At once the pressure flooded out of him. He dropped the tonearm; dropped his head so low it seemed to retract into his torso, keeping his back to me as he spoke.

“Gimme one reason why I shouldn’t call the cops on you.”

I am the cops. But I wasn’t a cop, not then.

“You have a half brother. His name is Peter. Beverly’s son. I’m here on his behalf.”

“That doesn’t sound like any kind of reason to me.”

“He’s asked me to search for relatives.”

“Still not a reason.”

“To be clear, it wasn’t you he asked me to find, but his sister.”

Norman Franchette snorted. “Claudia? Good luck with that.”

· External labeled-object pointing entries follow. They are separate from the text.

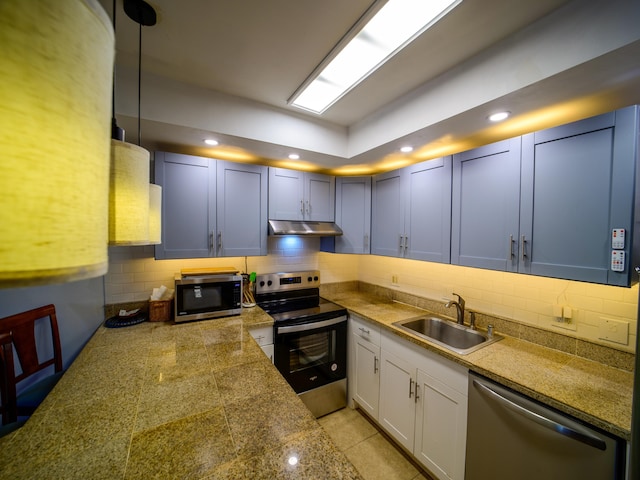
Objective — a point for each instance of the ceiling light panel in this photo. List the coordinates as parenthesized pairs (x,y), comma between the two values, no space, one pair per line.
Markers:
(392,28)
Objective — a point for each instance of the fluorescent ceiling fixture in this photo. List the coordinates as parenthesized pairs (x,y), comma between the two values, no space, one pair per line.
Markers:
(498,117)
(393,27)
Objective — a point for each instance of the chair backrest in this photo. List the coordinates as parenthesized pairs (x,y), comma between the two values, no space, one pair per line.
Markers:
(7,380)
(21,326)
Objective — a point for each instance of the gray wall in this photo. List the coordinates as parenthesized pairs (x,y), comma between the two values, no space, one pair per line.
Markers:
(79,308)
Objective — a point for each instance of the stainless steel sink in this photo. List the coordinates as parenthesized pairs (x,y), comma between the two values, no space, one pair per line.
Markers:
(458,338)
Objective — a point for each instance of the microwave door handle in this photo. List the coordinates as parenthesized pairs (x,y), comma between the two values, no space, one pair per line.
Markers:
(310,326)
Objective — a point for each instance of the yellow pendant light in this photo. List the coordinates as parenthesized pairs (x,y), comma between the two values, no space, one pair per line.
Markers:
(56,64)
(129,193)
(155,214)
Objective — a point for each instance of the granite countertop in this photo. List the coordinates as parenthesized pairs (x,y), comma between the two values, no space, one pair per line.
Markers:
(596,393)
(161,400)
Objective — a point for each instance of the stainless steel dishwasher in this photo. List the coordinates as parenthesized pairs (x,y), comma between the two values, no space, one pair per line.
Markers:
(510,436)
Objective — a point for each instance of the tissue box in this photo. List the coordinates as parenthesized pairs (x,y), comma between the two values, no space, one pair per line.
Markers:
(160,310)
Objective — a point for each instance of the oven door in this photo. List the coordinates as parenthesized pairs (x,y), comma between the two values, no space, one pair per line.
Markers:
(311,355)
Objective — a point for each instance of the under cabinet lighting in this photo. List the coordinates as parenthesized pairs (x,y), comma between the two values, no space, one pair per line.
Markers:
(498,117)
(388,31)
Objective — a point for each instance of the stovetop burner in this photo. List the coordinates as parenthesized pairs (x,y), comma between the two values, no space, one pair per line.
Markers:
(294,298)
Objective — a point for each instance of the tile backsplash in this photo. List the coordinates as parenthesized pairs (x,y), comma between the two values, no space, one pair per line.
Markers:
(530,300)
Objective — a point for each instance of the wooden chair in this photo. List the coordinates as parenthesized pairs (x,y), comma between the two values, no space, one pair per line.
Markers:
(18,332)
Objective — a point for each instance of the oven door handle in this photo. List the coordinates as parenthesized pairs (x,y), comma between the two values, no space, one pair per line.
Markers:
(310,326)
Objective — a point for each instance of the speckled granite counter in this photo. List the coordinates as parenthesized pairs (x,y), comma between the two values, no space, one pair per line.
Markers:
(596,393)
(157,400)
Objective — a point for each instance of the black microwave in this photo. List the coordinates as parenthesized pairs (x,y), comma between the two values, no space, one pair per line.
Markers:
(207,296)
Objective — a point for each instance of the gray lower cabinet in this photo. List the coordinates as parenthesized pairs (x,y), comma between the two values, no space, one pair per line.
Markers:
(548,203)
(210,207)
(411,212)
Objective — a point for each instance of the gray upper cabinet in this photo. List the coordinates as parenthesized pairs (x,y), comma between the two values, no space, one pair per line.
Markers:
(241,209)
(485,206)
(353,216)
(188,205)
(295,195)
(577,187)
(411,212)
(211,207)
(547,203)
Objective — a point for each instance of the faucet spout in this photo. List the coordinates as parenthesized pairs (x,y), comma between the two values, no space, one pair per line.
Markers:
(459,308)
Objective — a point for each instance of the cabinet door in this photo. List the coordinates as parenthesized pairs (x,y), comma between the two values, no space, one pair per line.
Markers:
(188,205)
(428,210)
(387,214)
(571,178)
(353,214)
(241,209)
(397,402)
(286,192)
(367,375)
(485,206)
(319,197)
(441,428)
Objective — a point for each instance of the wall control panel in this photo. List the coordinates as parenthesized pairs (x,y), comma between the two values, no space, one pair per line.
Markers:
(617,249)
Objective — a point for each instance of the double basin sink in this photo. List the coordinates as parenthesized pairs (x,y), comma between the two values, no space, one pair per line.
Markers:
(457,338)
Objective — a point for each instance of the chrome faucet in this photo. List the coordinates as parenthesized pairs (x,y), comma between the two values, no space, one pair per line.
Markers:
(459,307)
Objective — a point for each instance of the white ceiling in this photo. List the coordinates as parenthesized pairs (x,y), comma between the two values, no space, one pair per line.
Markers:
(263,50)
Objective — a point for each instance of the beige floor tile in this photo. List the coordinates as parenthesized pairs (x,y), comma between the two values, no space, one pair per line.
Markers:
(347,427)
(375,458)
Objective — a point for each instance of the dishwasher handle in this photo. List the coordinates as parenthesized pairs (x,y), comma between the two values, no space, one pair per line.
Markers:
(583,437)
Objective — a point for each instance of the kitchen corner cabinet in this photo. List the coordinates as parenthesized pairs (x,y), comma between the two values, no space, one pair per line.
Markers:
(241,209)
(485,206)
(353,216)
(188,205)
(296,195)
(547,203)
(411,212)
(364,379)
(423,405)
(577,186)
(210,207)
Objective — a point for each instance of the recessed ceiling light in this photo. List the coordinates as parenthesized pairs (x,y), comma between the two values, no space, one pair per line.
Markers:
(386,31)
(499,116)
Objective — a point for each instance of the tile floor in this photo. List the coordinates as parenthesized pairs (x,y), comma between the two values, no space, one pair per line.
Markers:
(366,447)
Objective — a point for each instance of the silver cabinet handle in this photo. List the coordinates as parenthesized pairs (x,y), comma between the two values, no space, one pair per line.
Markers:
(583,437)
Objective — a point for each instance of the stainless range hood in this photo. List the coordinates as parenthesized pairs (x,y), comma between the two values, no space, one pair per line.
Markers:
(306,228)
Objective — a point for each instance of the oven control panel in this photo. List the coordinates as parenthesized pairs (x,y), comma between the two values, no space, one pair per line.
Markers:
(279,282)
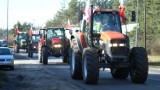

“Not her. This would be your half sister.”

I set out a printed copy of the snapshot. “We think this is her.”

A beat. He turned, corkscrews of hair swinging. Spread his fine white fingers on the countertop, bracketing the photo to hold it at bay. “Where’d you get this?”

“Beverly had it hidden. Peter found it after she passed away.”

“Jesus…Look at her. She was one skinny-ass bitch, wasn’t she?”

That’s who Beverly was to him: always and forever the skinny-ass bitch who’d split his nuclear family. Though his flat tone made the contempt come across as rote rather than active.

“What’d she die of,” he asked.

“Cancer.”

“Whaddaya know, that’s what got my mom, too. Maybe Gene has a type, huh? Nose em out, like one of those cancer-sniffing dogs.”

“I take it you’re not in touch with him.”

“Gene? He’s alive?”

“He was, as of a few weeks ago. I called him to ask about the baby.”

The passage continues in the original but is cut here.